# Genevieve's 1950 Mercury Police Car



## scottnkat (May 11, 2006)

Well, enough time has passed that Gen decided it was time to do another model. She is doing the snap-together 1950 Mercury Police Car shown below: :tongue:


----------



## scottnkat (May 11, 2006)

She has decided (as usual) that she does not want it to be the same colors as shown on the box. This one will be blue on blue. She is brush painting the interior and will be spray painting the body. She started today by doing the first coat on the interior tub. 

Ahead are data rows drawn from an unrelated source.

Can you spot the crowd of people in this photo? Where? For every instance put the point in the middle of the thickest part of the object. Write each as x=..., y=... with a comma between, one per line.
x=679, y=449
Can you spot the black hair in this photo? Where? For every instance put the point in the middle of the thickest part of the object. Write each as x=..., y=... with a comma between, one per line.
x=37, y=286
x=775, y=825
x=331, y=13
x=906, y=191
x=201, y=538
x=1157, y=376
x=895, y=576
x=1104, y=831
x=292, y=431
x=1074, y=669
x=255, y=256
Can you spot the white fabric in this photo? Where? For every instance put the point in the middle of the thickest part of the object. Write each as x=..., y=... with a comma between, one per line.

The interior will be dark blue and black with blue flocking for the carpeting (she does love flocking).


----------



## scottnkat (May 11, 2006)

She wanted me to let everyone know that she is excited about this - it is her first model since she got her own paint set from her brother for her birthday.


----------



## s.moe (Jul 18, 2011)

Hey,, Genevieve.....I'm so glad to see that your starting another Build.....And that your going to use those new paint's.....I'll be looking forward to seeing what special thing's you do to it.....Catch you later....

MOE


----------



## CorvairJim (Dec 16, 2011)

You're off to a great start, Genevieve. I'll be watching your build too, to see what you have in mind for your version of this classic hot rod Having seen your other models, I'm sure it will turn out great! :thumbsup:


----------



## scottnkat (May 11, 2006)

Gennie says thank you for the comments. She's excited to be building again and will be doing more painting today after school.


----------



## walsing (Aug 22, 2010)

Looking forward to watching her progress on this kit.


----------